SAO PAULO, Dec 5 (Reuters) – Soy farmers in Brazil’s grain frontier state of Mato Grosso are relying more on barter then on their own capital to secure crop financing, growers association Aprosoja told Reuters on Tuesday.
Based on data compiled by Mato Grosso-based research agency Imea, Aprosoja’s director general, Wellington Andrade, said self funding represented only 19 percent of crop financing in the 2017-18 crop cycle, the lowest in almost a decade.
“The use of own-farmer funding dropped because the producer is under-capitalized,” Andrade noted in a telephone interview. “In spite of a record 2016 harvest, Chicago grain prices remain low and the exchange rate has been a factor affecting farmer gains,” he said.
Brazil’s largest grain producer, Mato Grosso produced 30.5 million tonnes of soybeans in the 2016-17 season, according to government data.
Under barter, multinational commodities trading firms or agriculture product resellers supply inputs to farmers in exchange for a portion of their crops.
As farmers reduced own-capital use to finance their crops, Imea said in a research note, 52 percent of this season’s funding was provided by third parties, up from 38 percent in the prior one.

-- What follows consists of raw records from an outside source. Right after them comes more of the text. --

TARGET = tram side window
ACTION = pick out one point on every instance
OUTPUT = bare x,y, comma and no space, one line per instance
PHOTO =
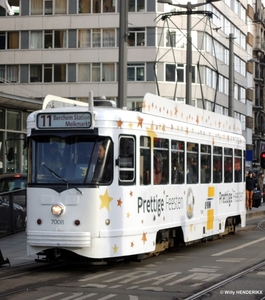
206,164
145,160
127,160
192,163
228,164
217,164
238,165
177,162
160,161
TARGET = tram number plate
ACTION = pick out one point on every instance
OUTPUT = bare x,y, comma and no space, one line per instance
64,120
57,222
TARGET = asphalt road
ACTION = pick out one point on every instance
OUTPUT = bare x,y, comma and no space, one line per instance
177,274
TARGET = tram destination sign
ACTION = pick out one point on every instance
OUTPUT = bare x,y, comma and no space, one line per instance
64,120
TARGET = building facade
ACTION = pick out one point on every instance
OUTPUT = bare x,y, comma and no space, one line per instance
70,47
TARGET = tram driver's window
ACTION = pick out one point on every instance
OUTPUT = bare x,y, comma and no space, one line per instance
192,163
145,160
126,160
205,164
228,164
160,161
238,165
177,162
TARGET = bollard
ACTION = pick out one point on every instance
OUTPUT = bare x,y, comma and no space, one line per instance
2,260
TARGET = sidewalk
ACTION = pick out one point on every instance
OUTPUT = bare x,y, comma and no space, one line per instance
13,247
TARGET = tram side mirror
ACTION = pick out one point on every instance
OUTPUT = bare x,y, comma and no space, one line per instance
10,154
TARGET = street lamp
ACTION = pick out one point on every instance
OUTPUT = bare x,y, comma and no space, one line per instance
189,7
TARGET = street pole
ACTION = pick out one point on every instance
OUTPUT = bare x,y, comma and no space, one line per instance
188,56
122,72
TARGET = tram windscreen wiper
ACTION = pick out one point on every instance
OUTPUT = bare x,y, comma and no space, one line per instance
59,177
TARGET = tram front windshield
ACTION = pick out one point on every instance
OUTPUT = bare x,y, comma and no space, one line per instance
70,160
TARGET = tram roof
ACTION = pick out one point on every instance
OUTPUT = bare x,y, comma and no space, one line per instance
17,102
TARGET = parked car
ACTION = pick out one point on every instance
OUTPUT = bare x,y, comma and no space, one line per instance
12,181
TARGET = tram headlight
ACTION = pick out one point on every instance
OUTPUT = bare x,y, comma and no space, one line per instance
57,209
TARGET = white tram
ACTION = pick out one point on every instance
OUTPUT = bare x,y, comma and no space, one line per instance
106,183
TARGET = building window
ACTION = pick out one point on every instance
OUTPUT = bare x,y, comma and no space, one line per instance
83,72
135,72
171,38
60,6
96,6
36,73
48,73
12,73
108,37
59,73
84,6
96,72
60,39
2,74
48,7
48,39
171,72
37,7
109,6
136,37
108,72
136,5
84,38
96,40
13,40
14,120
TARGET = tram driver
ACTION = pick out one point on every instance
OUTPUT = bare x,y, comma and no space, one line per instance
102,171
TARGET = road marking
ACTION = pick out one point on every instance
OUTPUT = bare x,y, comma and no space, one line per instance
239,247
95,277
94,285
86,296
51,296
74,295
107,297
231,259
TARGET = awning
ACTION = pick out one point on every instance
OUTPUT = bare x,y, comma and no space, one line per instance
20,103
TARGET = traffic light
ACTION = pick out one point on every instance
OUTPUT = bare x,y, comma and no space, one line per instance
262,159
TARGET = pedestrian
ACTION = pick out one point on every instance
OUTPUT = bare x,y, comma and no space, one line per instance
260,182
250,185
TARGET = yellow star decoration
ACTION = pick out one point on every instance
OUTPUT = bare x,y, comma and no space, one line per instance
150,132
144,239
140,122
119,123
105,200
115,249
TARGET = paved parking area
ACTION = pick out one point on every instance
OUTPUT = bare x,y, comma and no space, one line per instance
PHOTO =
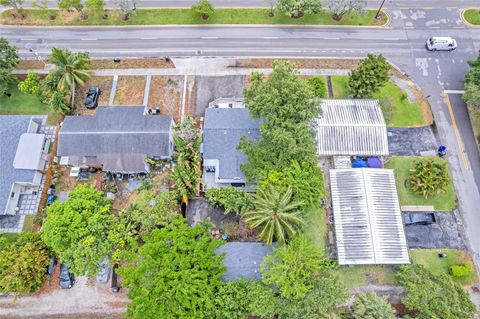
411,141
446,233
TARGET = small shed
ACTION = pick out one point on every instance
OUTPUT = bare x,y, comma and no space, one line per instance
368,222
351,127
243,259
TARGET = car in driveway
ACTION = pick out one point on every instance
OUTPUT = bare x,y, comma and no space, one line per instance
93,94
441,44
419,219
66,278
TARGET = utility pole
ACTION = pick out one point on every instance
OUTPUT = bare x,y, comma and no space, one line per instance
377,16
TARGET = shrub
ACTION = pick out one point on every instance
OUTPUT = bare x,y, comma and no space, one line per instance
429,177
230,198
461,270
319,86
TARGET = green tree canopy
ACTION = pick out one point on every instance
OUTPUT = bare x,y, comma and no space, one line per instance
242,298
230,198
175,274
23,264
288,105
203,8
71,68
371,306
369,77
278,216
8,61
472,84
298,8
187,174
305,179
434,296
78,229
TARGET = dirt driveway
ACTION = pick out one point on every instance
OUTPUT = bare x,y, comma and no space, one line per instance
85,299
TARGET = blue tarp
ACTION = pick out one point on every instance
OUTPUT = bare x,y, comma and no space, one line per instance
374,162
359,163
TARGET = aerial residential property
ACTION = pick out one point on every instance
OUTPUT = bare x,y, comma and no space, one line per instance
240,159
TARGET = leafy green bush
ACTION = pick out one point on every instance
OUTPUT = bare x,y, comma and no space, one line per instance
461,270
230,198
429,177
319,86
31,84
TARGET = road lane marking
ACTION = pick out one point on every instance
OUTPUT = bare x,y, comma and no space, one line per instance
457,133
454,91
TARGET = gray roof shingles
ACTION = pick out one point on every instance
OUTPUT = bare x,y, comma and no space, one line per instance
243,260
116,130
11,128
223,130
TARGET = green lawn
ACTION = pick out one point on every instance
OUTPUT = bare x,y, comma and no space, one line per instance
316,228
472,16
442,202
397,110
429,259
187,16
20,103
339,86
363,275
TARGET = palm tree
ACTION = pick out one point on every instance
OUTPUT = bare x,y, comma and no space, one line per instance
72,68
276,213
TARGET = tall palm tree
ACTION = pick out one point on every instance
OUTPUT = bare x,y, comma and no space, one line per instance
276,213
72,69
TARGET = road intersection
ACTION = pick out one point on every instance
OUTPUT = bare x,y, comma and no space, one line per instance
402,42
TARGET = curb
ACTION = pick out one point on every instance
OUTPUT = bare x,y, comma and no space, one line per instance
140,26
468,24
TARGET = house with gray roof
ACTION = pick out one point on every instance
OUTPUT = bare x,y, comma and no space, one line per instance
243,259
23,152
117,139
351,127
223,129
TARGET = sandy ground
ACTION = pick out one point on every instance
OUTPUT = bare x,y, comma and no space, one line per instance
85,299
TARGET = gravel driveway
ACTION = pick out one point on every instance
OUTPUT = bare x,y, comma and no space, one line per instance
411,141
446,233
85,299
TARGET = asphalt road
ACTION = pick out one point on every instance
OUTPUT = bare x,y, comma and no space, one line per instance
403,44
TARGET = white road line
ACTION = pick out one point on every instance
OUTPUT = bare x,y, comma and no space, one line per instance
454,91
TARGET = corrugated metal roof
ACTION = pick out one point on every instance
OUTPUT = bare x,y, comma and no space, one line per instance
368,221
351,127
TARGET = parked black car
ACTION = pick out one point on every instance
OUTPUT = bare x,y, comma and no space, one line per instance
419,219
93,94
66,278
51,266
115,286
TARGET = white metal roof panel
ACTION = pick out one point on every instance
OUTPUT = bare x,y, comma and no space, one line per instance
351,127
368,221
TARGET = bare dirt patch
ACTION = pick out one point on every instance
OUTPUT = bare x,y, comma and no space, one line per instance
130,90
166,94
105,85
300,63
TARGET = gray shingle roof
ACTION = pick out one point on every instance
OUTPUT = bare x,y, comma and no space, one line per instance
243,259
115,130
223,129
351,127
11,128
368,221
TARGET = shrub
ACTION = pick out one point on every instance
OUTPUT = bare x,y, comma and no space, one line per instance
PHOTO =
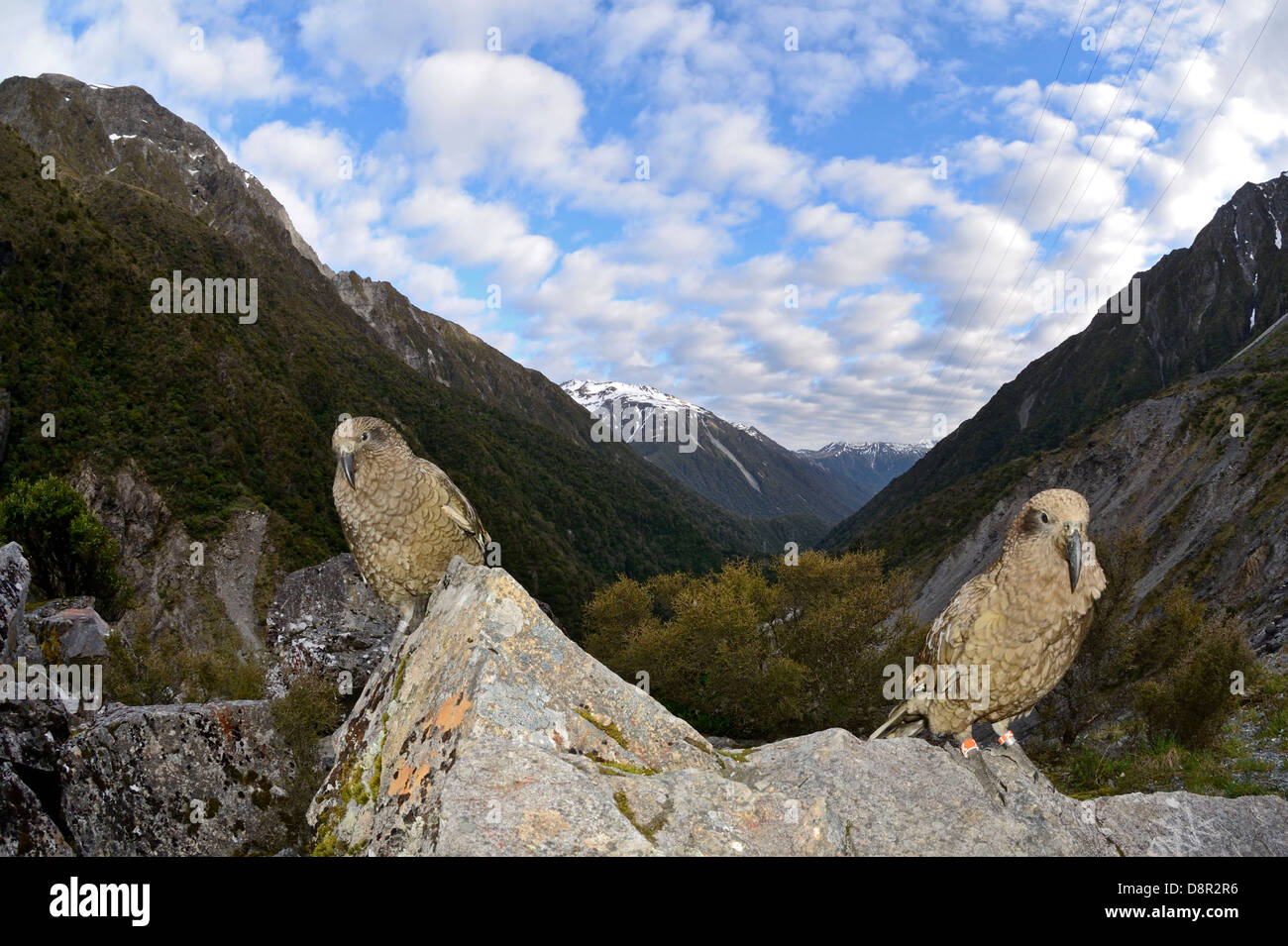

The main contributing factor to the rise in barter was farmers becoming under-capitalized, Imea said, blaming a recent margin squeeze. The margin reduction was partly caused by a drop in grain prices after a bumper harvest in 2017, the research agency said.
Mato Grosso farmers used 18.6 billion reais ($5.75 billion) in crop funding during the 2017-18 cycle, with 35 percent coming from multinational grain traders and 17 percent from input resellers, the data showed.
For the first time since the 2008-09 crop season, barter represented more than half of crop financing for producers in the state, according to the data.